Oh I wouldnt be able to manage that pill, I often forget and take it in the evening instead of the morning like I normally do. I'm on microgynon atm. All the long term methods scare me, heard too many horror stories of every one! And the worst thing i've heard about the pill is just that it can fail and you get pregnant, and tbh as much as I'd struggle I'd prefer having another LO again now than drawing the short straw and being made infertile by the coil or whatever! I know its really rare but the thought of never being able to have more kids terrifies me, its all ive ever wanted x


----------



## Stevensmummyx

I was on the pill for 1 and a half years and had problems with headaches and depression I have been ntnp for a few month but have decided to get the impant so will be getting that soon x


----------



## MrsEngland

EffyKat said:


> MrsEngland said:
> 
> 
> I'm getting a hard time at the min from my GP because there is no way i am going on any form of contraception that involves hormones (all of them!) so i want to track my cycle and use condoms during my fertile times. I can't use anything that is progesterone only anyway coz i bleed constantly on it!
> 
> God, it sounds horrific bleeding all the time!Click to expand...

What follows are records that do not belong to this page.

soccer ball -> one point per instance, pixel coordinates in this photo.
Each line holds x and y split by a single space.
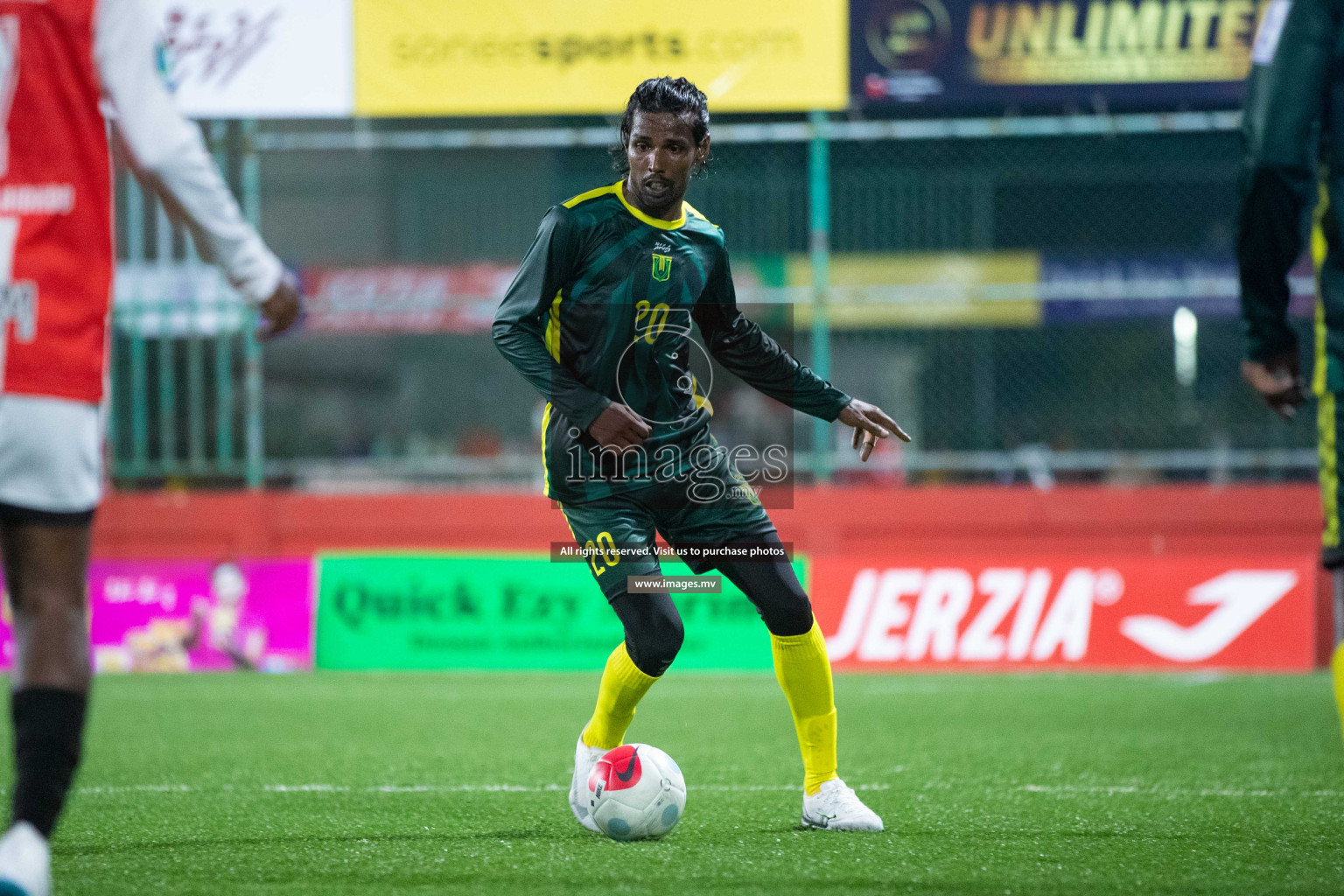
636 792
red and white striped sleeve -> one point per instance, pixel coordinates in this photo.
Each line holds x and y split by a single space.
168 150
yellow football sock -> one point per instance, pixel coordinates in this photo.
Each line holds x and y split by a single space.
804 672
622 687
1338 668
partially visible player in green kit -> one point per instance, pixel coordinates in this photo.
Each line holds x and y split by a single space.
599 320
1294 140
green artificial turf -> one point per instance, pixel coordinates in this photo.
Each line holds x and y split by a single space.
394 783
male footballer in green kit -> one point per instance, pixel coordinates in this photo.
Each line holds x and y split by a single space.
1294 140
598 320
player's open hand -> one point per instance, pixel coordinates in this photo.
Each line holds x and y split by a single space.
1278 382
870 424
280 312
619 427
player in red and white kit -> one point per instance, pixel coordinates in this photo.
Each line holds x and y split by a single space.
63 65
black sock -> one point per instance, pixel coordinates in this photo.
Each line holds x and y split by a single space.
47 739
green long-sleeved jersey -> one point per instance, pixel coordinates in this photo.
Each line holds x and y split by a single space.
601 311
1293 125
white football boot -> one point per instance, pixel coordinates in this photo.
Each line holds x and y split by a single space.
24 863
584 758
837 808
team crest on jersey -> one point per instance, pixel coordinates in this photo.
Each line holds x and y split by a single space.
662 268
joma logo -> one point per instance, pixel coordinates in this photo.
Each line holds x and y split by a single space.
662 268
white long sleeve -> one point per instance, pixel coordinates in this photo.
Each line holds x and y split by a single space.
168 148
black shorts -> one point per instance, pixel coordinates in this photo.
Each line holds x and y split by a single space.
622 528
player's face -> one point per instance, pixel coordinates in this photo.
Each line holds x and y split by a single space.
662 153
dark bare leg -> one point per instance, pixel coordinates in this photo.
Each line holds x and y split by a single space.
45 567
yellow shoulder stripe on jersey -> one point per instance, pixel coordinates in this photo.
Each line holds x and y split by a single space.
553 326
620 193
689 207
592 193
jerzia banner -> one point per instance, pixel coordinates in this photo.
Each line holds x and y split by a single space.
1153 54
1023 612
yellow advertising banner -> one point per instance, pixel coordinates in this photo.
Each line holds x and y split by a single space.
574 57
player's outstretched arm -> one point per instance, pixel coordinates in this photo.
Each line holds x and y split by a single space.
518 329
170 158
870 424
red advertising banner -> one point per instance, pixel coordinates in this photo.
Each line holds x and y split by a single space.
1032 612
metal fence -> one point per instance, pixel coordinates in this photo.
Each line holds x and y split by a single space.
186 399
998 389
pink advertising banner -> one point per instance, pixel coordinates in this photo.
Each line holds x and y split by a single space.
197 615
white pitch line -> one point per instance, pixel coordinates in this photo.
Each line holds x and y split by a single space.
411 788
1058 790
1173 793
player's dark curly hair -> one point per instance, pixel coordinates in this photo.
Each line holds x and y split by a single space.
676 95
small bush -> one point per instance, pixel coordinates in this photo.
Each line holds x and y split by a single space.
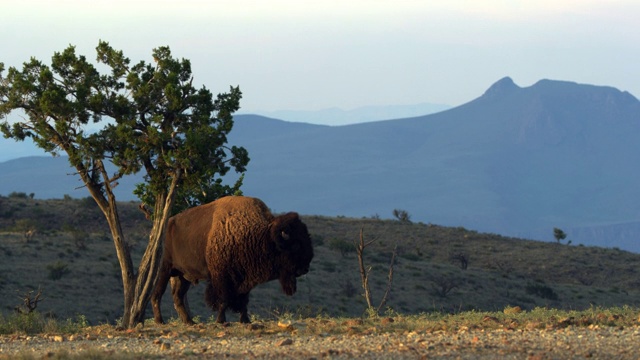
542 291
57 270
342 246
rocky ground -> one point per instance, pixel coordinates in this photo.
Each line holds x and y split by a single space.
598 342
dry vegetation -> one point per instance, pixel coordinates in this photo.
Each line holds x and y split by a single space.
438 270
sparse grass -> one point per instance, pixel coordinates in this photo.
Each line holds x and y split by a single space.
36 323
501 271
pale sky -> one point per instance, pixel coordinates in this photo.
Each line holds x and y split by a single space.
311 55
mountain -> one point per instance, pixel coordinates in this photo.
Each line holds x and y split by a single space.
515 161
337 116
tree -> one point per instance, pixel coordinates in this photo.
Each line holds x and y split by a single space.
156 122
559 235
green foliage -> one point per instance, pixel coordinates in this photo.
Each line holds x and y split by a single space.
18 195
57 270
36 323
402 215
542 291
156 121
343 246
559 234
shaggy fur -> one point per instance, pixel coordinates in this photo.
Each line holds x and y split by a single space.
234 243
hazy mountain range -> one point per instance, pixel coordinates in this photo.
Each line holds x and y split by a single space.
515 161
337 116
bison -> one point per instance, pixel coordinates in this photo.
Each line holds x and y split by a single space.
235 244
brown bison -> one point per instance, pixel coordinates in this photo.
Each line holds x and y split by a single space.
235 244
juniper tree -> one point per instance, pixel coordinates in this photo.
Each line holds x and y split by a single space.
153 121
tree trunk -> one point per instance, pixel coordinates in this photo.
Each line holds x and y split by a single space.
150 263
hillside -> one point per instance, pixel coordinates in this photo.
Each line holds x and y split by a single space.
72 243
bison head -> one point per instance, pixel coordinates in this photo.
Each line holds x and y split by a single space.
293 242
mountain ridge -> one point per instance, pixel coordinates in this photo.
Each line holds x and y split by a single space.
516 161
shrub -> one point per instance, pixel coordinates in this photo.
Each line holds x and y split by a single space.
542 291
57 270
342 246
402 215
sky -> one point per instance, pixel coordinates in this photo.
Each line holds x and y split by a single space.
312 55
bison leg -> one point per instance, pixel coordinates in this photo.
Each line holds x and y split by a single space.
240 306
179 288
158 291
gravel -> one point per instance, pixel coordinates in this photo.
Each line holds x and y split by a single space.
567 343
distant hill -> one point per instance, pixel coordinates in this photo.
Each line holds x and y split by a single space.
337 116
515 161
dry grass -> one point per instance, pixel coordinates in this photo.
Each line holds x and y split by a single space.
429 279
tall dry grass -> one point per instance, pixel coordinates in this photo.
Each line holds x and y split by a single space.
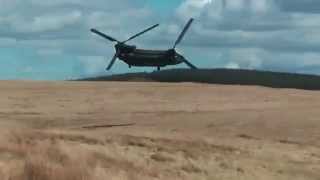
32 156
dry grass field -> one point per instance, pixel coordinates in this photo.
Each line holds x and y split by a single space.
137 131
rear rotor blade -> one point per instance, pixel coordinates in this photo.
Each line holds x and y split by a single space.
112 61
189 64
183 33
139 34
104 35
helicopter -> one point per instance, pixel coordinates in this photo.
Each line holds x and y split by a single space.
133 56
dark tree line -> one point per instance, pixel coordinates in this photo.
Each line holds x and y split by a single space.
223 76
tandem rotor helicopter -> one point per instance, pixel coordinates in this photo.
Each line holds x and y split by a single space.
147 58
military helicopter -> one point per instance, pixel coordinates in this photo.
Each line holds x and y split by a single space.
146 58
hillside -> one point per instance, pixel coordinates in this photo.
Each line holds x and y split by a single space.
222 76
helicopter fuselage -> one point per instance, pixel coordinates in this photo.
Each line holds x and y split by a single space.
151 58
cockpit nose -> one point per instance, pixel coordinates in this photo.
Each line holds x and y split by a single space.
179 58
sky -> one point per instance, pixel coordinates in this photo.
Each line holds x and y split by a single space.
51 40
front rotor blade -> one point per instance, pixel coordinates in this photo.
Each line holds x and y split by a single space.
104 35
189 64
112 61
183 32
139 34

Yeah wasn't much fun! And depo really messed my cycles up when i came off it (coz of the bleeding) it took 18 months for me to get a period i had one and then fell pregnant!


----------



## vinteenage

Gosh I'm sorry so many of you had an awful time with Depo. :( I haven't had any bleeding with it, my periods due around the 15th so we'll see if I even get it.


----------



## brandonsgirl

Right after i had LO i was on the POP because i was breast feeding.. It was alright for about a month untill i came back to America and idk if it was just the pill or the flight that messed it up. But from then on out i bleed every single day untill i finally just stopped taking it. It was horrible. 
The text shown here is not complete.